The Grapes of Wrath Chapters 1 - 6 Summary

The rains stopped coming to the Oklahoma fields. The land and its crops dried up, it started to release its topsoil. The dust which was formed settled into every crack and crevice in the homes, the fences, and the barns. This was how the Dust Bowl began in Oklahoma.

A man from Oklahoma City Transport Company is taking a break from driving by having a bite to eat at a diner. He is talking to the waitress and enjoying the company for a while. His life is a lonely one, because his company does not allow the men to have a radio or riders in the truck with them. He leaves and sees a man in a brand new suit out by his truck. The man is Tom Joad, he wants a ride to his father's place a few miles down the road. The truck driver points out the sign in his truck window, which states "No Riders". Tom is undeterred by this sign, he points out that a good guy who is not controlled by his boss would give him a ride and he thinks the truck driver is such a guy. The truck driver, not wanting to seem as a bad guy under the thumb of his boss, decides to give Tom a ride.
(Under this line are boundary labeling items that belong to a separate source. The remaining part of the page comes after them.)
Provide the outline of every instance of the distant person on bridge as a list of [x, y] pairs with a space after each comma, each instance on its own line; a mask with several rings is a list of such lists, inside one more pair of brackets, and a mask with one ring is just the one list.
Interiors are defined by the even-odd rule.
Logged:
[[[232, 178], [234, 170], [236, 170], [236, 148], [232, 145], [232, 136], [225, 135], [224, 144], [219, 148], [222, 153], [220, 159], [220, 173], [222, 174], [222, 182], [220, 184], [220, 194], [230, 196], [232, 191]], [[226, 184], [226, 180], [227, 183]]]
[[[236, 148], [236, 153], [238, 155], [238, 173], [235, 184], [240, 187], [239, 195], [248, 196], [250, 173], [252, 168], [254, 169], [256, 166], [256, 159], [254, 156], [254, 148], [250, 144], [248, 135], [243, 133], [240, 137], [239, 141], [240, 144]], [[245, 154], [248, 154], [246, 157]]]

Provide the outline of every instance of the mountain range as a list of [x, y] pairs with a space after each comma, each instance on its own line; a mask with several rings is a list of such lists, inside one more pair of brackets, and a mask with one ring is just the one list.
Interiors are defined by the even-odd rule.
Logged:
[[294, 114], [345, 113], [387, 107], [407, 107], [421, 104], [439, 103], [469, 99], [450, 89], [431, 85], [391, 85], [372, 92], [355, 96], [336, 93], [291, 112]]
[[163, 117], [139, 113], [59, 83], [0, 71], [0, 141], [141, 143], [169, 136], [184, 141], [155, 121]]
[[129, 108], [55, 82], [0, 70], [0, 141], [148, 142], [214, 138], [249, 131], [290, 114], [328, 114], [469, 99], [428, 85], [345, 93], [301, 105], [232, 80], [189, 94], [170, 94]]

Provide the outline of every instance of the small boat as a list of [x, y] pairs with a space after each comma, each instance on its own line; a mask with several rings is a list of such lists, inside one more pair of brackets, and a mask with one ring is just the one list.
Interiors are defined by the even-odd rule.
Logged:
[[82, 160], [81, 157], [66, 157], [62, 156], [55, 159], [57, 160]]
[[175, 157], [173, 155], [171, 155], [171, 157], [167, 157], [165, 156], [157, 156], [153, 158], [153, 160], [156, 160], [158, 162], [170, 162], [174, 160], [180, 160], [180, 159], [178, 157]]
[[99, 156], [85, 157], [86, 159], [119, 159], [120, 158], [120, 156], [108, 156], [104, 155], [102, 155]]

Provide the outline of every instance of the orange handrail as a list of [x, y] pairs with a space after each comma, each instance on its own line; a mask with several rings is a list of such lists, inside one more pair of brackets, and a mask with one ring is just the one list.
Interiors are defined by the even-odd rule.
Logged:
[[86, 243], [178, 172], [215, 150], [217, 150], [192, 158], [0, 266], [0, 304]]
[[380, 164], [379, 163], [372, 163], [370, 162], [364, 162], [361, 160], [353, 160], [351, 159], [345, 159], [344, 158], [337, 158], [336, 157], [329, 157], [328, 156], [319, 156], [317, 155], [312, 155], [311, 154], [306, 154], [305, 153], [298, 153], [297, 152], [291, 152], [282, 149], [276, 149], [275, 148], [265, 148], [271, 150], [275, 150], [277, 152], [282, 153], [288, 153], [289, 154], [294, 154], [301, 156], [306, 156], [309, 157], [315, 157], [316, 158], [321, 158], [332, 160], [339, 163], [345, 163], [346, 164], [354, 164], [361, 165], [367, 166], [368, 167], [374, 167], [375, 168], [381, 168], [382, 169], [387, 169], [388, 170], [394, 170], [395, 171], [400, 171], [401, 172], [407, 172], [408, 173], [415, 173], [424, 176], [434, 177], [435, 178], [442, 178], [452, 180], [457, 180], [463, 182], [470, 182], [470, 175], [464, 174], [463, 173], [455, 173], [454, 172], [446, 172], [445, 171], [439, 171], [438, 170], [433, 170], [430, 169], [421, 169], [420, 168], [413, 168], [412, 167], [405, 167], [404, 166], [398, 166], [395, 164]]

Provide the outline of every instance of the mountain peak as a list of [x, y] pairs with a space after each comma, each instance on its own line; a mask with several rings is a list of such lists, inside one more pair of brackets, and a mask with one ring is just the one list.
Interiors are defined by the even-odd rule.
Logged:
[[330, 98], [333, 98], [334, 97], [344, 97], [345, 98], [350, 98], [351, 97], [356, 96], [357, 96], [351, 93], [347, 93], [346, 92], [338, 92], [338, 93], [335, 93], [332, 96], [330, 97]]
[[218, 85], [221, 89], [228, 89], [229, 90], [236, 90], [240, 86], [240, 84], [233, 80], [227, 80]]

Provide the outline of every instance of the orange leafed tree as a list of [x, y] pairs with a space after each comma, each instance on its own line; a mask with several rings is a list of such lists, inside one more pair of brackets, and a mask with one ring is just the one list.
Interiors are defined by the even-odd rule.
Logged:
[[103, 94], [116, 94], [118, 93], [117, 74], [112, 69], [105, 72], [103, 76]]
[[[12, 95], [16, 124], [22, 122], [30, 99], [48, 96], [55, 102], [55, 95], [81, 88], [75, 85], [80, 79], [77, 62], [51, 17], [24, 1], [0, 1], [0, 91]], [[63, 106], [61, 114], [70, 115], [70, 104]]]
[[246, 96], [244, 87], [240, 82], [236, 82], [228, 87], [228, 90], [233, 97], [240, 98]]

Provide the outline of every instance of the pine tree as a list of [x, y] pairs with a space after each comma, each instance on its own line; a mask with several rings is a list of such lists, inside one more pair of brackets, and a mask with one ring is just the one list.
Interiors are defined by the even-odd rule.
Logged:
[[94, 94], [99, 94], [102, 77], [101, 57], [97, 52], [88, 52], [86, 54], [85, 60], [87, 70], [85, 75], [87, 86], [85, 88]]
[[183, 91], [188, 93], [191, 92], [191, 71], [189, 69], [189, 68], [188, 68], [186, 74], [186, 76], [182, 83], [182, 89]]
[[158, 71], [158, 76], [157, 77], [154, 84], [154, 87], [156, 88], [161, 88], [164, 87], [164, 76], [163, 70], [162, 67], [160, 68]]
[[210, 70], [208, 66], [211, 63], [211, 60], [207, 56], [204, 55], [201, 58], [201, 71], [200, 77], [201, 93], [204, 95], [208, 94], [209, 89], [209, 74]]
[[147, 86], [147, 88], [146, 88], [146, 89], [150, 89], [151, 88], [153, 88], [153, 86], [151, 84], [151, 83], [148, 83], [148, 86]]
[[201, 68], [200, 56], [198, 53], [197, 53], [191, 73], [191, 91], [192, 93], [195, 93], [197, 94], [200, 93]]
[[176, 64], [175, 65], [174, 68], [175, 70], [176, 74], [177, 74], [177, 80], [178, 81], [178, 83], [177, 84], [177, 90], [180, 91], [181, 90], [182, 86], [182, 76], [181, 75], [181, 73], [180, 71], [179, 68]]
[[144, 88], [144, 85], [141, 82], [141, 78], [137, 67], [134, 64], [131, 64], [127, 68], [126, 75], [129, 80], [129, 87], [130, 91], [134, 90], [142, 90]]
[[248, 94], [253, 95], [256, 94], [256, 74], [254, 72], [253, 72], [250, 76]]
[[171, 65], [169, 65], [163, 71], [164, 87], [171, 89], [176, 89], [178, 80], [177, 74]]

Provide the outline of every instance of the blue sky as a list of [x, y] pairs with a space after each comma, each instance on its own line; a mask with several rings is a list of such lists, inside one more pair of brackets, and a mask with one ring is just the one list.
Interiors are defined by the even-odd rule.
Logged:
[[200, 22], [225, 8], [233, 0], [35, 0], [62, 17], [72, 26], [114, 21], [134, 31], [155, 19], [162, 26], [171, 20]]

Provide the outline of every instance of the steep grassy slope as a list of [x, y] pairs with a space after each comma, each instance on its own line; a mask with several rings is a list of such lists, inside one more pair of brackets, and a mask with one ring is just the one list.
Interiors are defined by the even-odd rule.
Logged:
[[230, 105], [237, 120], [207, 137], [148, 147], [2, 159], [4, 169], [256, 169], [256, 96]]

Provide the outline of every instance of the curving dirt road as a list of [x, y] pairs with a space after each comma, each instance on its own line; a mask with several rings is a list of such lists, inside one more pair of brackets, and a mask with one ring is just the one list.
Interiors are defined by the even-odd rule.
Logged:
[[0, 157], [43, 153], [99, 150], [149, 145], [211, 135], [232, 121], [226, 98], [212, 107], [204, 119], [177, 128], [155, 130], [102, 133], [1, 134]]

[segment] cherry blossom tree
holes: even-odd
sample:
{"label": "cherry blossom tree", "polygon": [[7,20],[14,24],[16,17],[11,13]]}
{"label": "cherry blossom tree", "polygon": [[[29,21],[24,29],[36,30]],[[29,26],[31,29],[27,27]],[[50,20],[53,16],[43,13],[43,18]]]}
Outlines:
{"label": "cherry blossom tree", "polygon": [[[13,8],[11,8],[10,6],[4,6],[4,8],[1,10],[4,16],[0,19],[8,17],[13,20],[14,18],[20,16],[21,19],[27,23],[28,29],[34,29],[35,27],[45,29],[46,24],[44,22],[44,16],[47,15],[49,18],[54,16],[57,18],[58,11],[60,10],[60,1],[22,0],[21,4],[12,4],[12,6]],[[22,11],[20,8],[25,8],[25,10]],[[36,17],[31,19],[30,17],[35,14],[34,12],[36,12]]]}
Once underway, the truck driver notices Tom's new clothes and comes to the only logical conclusion. Tom has just been released from prison. He starts to ask Tom questions about himself, under the guise of being friendly. But, Tom knows what he is really after and tells him he has just been released from McAlester, a prison, where he has spent the last four years serving time for homicide. Tom now plans to work with his father who is a cropper, because this way he will not have to lie to get a job.

After the trucker drops Tom off at the side of the road, Tom starts the walk to his parents' farm. As Tom Joad is walking home he spots a turtle and he decides to take it home to his younger siblings. He is tired and thirsty, so when he spots a lone tree in the distance he quickens his pace to reach its shade. He finds Jim Casey lounging at the base of the tree singing. Jim is a former reverend, who has fallen away from preaching. He is the man who baptized Tom and used to hold church meetings for the people of the area; now he indulges himself in whatever desires he has. He explains to Tom how he fell from preaching the Holy Spirit. He would, after every meeting, lay with a girl who was at the meeting, he would then feel guilty about his actions. He finally came to the conclusion that sin and virtue did not exist, but instead people were themselves. He felt a person's actions were their own and not based on a supreme being. This is how he justified his actions to himself.

Tom told Jim Casey he was imprisoned, because he beat a man to death with a shovel. The two men had been drunk at a dance and the man had knifed Tom. Tom in turn took a shovel to the other man's head and killed him. He was sentenced to seven years in prison, but was let out in four due to him exhibiting good behavior.

The two men decide to walk together to Tom's parents' house. Upon arriving there Tom sees that the place is no longer occupied.

Many people during this time lost their farms, because the banks decided it would be more profitable to replace the small farmer with machines to work the ground. The drought had left the small farmer with little or no crop, and because they tilled the land without the use of tractors, the amount of crops they could produce was greatly reduced. They were tenant farmers, which allowed the bank to come in and throw them off the land, if they felt it was necessary. This is what happened time and time again, the small farmer was replaced by the tractor which could farm more land cheaper and quicker than the farmer could. The farmers not only lost their land, but also their homes.

The Joad family homestead was deserted. Tom could not figure out what had happened to his family. He at first thought they had all died, but after thinking about it, he realized he would have been told if that had happened. Jim Casey and Tom saw someone walking at a distance towards the house. It was Muley Graves, a man Tom had known since he was a child, he told Tom about the loss of the farm to the Shawnee Land and Cattle Company. It seems they owned the land and threw the farmers off it in order to have their own farmers farm the land. They used tractors and planted every square inch of land. Tom's family is living with his Uncle John, until they make enough money chopping cotton to buy a car and move to California. The three men eat some rabbit together, until the local sheriff's deputy comes by and they have to hide to keep from being caught as trespassers. They decide to walk the eight miles to Tom's uncle's house the next morning. Jim Casey feels his new calling is to be of help to the people moving to California. Tom tells the men he can't move out of Oklahoma, because it would violate his parole.

The people of Oklahoma are going through the most difficult period of their lives. The Dust Bowl has made living in Oklahoma very difficult, if not impossible. They have been thrown out of their homes and off their land. They now have to find a way to travel to California and to make a better life for themselves. The Joad family is one of these families, but they have the additional problem of Tom's probation.